Basic Facts • If graph contains no cycles no deadlock. • If graph contains a cycle • if only one instance per resource type, then deadlock. • if several instances per resource type, possibility of deadlock.
Methods for Handling Deadlocks • Ensure that the system will never enter a deadlock state. • Allow the system to enter a deadlock state and then recover. • Ignore the problem and pretend that deadlocks never occur in the system.
Methods for Handling Deadlocks • If a system does not employ either a deadlock-avoidance or deadlock-prevention algorithm, then a deadlock situation may arise. • If a system neither ensures that a deadlock will never occur nor provides a mechanism for deadlock detection and recovery, then we may arrive at a situation where the system is in a deadlocked state and there is no way of recognizing what has happened.
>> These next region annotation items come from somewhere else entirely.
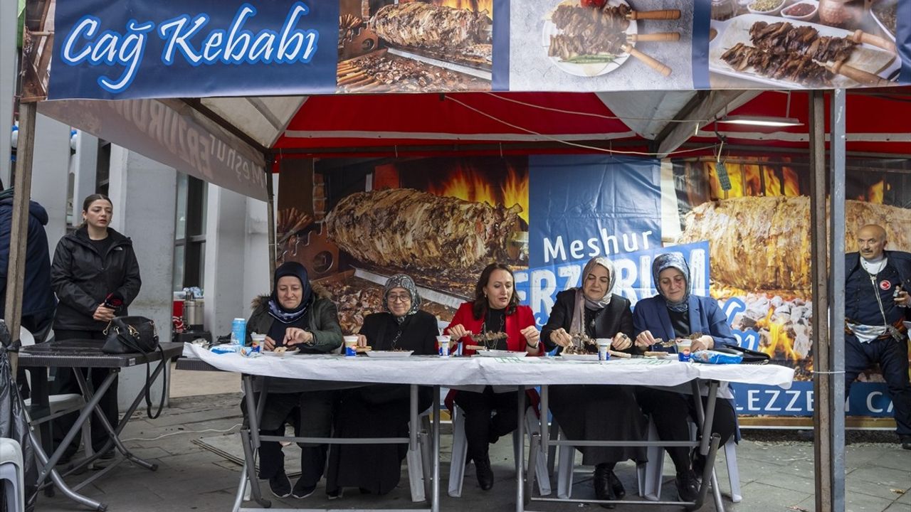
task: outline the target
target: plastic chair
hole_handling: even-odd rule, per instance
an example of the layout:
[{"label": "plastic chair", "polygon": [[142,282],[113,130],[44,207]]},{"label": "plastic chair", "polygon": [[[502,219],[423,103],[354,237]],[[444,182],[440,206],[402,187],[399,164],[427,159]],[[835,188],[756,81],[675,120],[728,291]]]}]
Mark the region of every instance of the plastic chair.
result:
[{"label": "plastic chair", "polygon": [[[696,439],[696,425],[690,423],[690,435]],[[655,424],[649,420],[649,441],[658,441],[658,430]],[[661,484],[664,475],[664,448],[649,446],[649,462],[645,470],[645,486],[640,491],[640,496],[651,500],[661,499]],[[740,488],[740,469],[737,467],[737,443],[733,437],[724,444],[724,459],[728,466],[728,480],[731,482],[731,501],[740,503],[743,499]],[[715,469],[711,469],[714,474]],[[715,477],[717,481],[717,476]],[[644,492],[643,492],[644,491]]]},{"label": "plastic chair", "polygon": [[9,512],[23,512],[26,509],[24,472],[19,442],[0,437],[0,485],[3,486],[6,510]]},{"label": "plastic chair", "polygon": [[[555,435],[556,439],[566,439],[566,435],[563,434],[563,431],[556,421],[551,423],[551,428],[557,432]],[[558,449],[559,455],[558,456],[557,466],[555,468],[555,472],[557,473],[557,497],[568,499],[572,497],[572,481],[576,469],[576,447],[571,445],[560,445]],[[649,460],[651,459],[650,458]],[[640,496],[644,496],[645,475],[646,465],[637,465],[636,479],[639,485]]]},{"label": "plastic chair", "polygon": [[[35,337],[28,332],[28,329],[26,329],[25,327],[19,328],[19,340],[22,342],[22,346],[35,344]],[[26,372],[26,379],[28,381],[28,385],[31,386],[32,375],[29,372]],[[31,398],[26,398],[23,402],[25,403],[26,408],[32,405]],[[36,420],[33,419],[31,422],[32,426],[50,421],[68,413],[79,411],[86,405],[86,400],[81,394],[77,393],[49,394],[47,396],[47,404],[49,415]],[[90,422],[87,421],[82,425],[82,445],[85,446],[87,456],[90,456],[93,453],[92,429],[89,424]]]},{"label": "plastic chair", "polygon": [[[541,434],[541,424],[533,407],[525,412],[525,427],[529,440],[533,434]],[[516,466],[518,467],[518,458],[524,454],[519,453],[518,430],[513,431],[514,456]],[[465,461],[468,456],[468,442],[465,436],[465,412],[453,404],[453,456],[449,463],[449,496],[462,496],[462,483],[465,479]],[[535,465],[535,479],[537,481],[537,490],[541,496],[550,494],[550,476],[548,474],[548,461],[543,453],[539,453]]]}]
Deadlock Methods for Handling Deadlocks • Deadlock prevention means that a system has to ensure that at least one of the four deadlock conditions cannot hold. • Deadlock avoidance requires that the operating system be given in advance additional information concerning which resources a process will request and use during its lifetime. • To decide whether the current request can be satisfied or must be delayed, the system must consider the resources currently available, the resources currently allocated to each process, and the future requests and releases of each process.
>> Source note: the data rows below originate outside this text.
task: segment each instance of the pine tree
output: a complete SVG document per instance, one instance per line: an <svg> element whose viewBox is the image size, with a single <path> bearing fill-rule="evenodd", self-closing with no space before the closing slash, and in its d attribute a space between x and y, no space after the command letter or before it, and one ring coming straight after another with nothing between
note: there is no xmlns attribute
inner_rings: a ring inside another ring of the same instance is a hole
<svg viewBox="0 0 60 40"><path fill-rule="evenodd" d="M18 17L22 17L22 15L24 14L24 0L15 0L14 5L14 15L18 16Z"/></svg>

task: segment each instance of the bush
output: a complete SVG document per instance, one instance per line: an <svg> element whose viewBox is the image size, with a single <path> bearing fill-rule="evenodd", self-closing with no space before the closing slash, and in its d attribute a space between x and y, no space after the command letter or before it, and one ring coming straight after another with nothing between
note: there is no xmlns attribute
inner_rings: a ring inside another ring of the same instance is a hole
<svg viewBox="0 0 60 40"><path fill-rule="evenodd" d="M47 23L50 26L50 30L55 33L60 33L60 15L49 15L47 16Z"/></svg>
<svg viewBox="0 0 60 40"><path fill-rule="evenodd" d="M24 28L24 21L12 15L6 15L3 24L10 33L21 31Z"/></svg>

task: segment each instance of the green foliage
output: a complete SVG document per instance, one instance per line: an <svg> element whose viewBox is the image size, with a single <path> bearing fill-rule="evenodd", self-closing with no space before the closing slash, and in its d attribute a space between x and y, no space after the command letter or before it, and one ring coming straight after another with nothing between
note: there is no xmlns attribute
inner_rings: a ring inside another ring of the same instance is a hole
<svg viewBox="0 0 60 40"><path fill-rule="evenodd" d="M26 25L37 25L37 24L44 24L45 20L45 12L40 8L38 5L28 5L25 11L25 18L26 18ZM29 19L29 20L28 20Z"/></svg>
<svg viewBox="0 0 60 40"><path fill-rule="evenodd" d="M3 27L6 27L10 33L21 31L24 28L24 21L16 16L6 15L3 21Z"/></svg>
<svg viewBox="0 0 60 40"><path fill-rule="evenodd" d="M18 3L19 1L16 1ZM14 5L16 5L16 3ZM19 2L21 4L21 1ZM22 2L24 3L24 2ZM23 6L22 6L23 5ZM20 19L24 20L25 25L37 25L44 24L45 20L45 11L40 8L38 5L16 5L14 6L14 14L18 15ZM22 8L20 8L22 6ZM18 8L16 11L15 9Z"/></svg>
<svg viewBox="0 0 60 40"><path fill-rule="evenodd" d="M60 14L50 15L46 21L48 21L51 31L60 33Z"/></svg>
Deadlock Characterization Deadlock can arise if four conditions hold simultaneously. • Mutual exclusion: only one process at a time can use a resource. If another process requests that resource, the requesting process must be delayed until the resource has been released. • Hold and wait: a process holding at least one resource is waiting to acquire additional resources held by other processes. • No preemption: a resource can be released only voluntarily by the process holding it, after that process has completed its task. • Circular wait: there exists a set {P0, P1, …, P0} of waiting processes such that P0 is waiting for a resource that is held by P1, P1 is waiting for a resource that is held by P2, …, Pn–1 is waiting for a resource that is held by Pn, and Pn is waiting for a resource that is held by P0.
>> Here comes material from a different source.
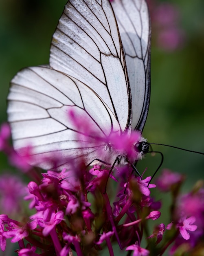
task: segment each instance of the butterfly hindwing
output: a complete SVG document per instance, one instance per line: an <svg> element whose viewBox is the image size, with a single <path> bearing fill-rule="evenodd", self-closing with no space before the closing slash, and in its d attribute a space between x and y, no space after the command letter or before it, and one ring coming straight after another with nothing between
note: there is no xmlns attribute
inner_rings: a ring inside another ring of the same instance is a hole
<svg viewBox="0 0 204 256"><path fill-rule="evenodd" d="M24 69L11 81L7 112L14 148L31 145L34 165L50 168L42 166L38 157L54 151L60 154L61 166L69 157L83 156L88 163L98 157L97 148L104 148L111 131L130 131L132 124L143 128L150 85L149 30L143 32L149 25L148 11L143 0L129 0L129 7L125 0L115 1L125 55L109 1L70 0L53 36L50 65ZM132 4L136 16L131 13ZM143 18L135 25L138 16ZM81 142L83 131L69 119L70 110L92 124L99 144L88 135Z"/></svg>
Deadlock Prevention • Mutual Exclusion– not required for sharable resources(a read-only file is a typical example of a sharable resource), a process never needs to wait for a sharable resource; must hold for nonsharable resources (a printer is a typical example of such a resource). In general, this condition can not be denied. • Hold and Wait– must guarantee that whenever a process requests a resource, it does not hold any other resources. • Require a process to request and be allocated all its resources before it begins execution, or allow process to request resources only when the process has none. • Low resource utilization; starvation possible.
Deadlock Prevention (Cont.) • No Preemption– • If a process that is holding some resources requests another resource that cannot be immediately allocated to it, then all resources currently being held are released. • Preempted resources are added to the list of resources for which the process is waiting. • Process will be restarted only when it can regain its old resources, as well as the new ones that it is requesting. • Circular Wait– impose a total ordering of all resource types, and require that each process requests resources in an increasing order of enumeration.
Deadlock Avoidance Requires that the system has some additional a priori information available. • Simplest and most useful model requires that each process declare the maximum number of resources of each type that it may need. • The deadlock-avoidance algorithm dynamically examines the resource-allocation state to ensure that there can never be a circular-wait condition. • Resource-allocation stateis defined by the number of available and allocated resources, and the maximum demands of the processes.